Tipologia das sementes A maconha comercializada atualmente no Centro-Sul do Brasil, originada 85% no Paraguai, possui alguma concentração de amônia. Alguns dizem ser um aditivo dos narcotraficantes, outros dizem ser proveniente da decomposição da erva prensada com a umidade, mas a verdade é que ela disfarça o cheiro característico da erva e evita o apodrecimento antes que chegue às mãos do consumidor ao mesmo tempo que degrada os psicoativos da planta. Essa substância cria um problema de saúde pública, já que a amônia é um agente carcinogênico e sua inalação está relacionada a vários problemas respiratórios a longo prazo, muito piores que os do cigarro de tabaco, expondo os aproximadamente 3 milhões de usuários brasileiros. No Norte e Nordeste, boa parte da maconha vem do cultivo nacional, do chamado Polígono da Maconha. Apesar da ilegalidade, o cultivo para consumo próprio de Cannabis é uma alternativa conveniente para a maioria dos usuários, seja para evitar a violência causada pelo narcotráfico, seja pela qualidade da erva.
Existem dois tipos de plantio de maconha, a interna, que se baseia em métodos de estufa, em vasos ou hidroponia, oferecendo bastante segurança para o cultivador, porém é uma forma ineficiente por causa do excessivo gasto de energia; e a externa, que é o método de cultivo no solo, que apesar de não oferecer tanta segurança, é mais eficiente e pode oferecer plantas de mais de 4 metros. Alguns cultivadores externos praticam o que se chama de cultivo de guerrilha: espalham plantas em terrenos ou jardins isolados, longe de suas propriedades, a fim de obter mais segurança, mais espaço ou apenas pelo ideal. (Sativa | Índica | Ruderalis)

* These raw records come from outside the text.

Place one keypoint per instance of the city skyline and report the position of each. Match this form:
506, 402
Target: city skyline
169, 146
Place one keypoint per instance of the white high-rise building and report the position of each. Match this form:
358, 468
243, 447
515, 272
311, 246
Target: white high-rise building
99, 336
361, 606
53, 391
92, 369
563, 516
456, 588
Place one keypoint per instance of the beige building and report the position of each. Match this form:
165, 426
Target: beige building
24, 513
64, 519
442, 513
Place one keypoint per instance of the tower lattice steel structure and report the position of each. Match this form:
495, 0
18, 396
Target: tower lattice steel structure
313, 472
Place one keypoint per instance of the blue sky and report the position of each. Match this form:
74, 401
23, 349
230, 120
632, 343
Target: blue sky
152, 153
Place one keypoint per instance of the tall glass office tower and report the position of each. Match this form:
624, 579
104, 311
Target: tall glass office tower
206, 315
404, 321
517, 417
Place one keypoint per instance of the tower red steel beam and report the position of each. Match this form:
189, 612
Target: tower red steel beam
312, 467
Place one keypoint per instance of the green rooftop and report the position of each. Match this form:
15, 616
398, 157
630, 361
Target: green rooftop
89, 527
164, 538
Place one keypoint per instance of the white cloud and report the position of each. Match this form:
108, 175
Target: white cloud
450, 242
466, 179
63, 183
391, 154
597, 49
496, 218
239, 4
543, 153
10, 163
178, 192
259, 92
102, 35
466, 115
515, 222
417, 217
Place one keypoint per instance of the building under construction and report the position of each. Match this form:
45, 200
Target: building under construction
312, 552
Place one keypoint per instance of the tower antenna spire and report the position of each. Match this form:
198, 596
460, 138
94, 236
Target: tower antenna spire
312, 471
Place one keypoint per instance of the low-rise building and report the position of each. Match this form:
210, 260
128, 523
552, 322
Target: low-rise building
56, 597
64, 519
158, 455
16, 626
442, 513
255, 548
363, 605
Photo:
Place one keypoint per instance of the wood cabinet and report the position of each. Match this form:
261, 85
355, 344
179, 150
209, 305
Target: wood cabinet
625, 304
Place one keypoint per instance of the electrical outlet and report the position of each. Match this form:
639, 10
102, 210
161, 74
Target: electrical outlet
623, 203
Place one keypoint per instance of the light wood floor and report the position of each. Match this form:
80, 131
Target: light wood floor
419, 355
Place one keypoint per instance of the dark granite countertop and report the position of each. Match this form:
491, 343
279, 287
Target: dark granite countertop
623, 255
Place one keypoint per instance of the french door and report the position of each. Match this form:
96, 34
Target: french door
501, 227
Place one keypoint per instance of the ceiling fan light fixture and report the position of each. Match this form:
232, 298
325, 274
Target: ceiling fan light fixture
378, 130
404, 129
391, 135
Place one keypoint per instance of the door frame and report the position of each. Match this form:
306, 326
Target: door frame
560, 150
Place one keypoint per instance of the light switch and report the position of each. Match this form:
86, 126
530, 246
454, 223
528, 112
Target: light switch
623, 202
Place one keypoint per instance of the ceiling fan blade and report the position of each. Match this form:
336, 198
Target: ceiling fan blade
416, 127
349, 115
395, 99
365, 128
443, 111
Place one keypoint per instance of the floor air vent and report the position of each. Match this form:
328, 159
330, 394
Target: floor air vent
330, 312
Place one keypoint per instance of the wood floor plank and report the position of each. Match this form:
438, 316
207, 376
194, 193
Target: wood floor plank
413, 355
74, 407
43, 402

O gênero Cannabis possui três espécies produtoras de canabinóides: C. sativa, C.indica e C.ruderalis. A C. sativa, mais famosa, é a mais alta, de folhas finas, de florescência demorada e apresenta às maiores concentrações de canabinóides, principalmente tetrahidrocanabinois (THC), podendo a chegar a 20% dessa substância em suas inflorescências. Geralmente apresenta um efeito mais alucinatório e eufórico. É utilizada há muito tempo pela humanidade por possuir a fibra mais resistente entre todas as plantas. A C. indica é um pouco menor, de folhas largas, florescência precoce e apresenta menos quantidade de THC, porém grandes quantidades de canabidiol (CBD), responsável pelos efeitos de relaxamento, sonolência e fome. A C. ruderalis é rasteira e de auto-florescência, é uma planta de cultivo em climas extremos, apresenta poucos psicoativos e geralmente é cruzada com as outras espécies pela sua capacidade de floração. As espécies geralmente são cruzadas para se obter uma planta do gosto do cultivador.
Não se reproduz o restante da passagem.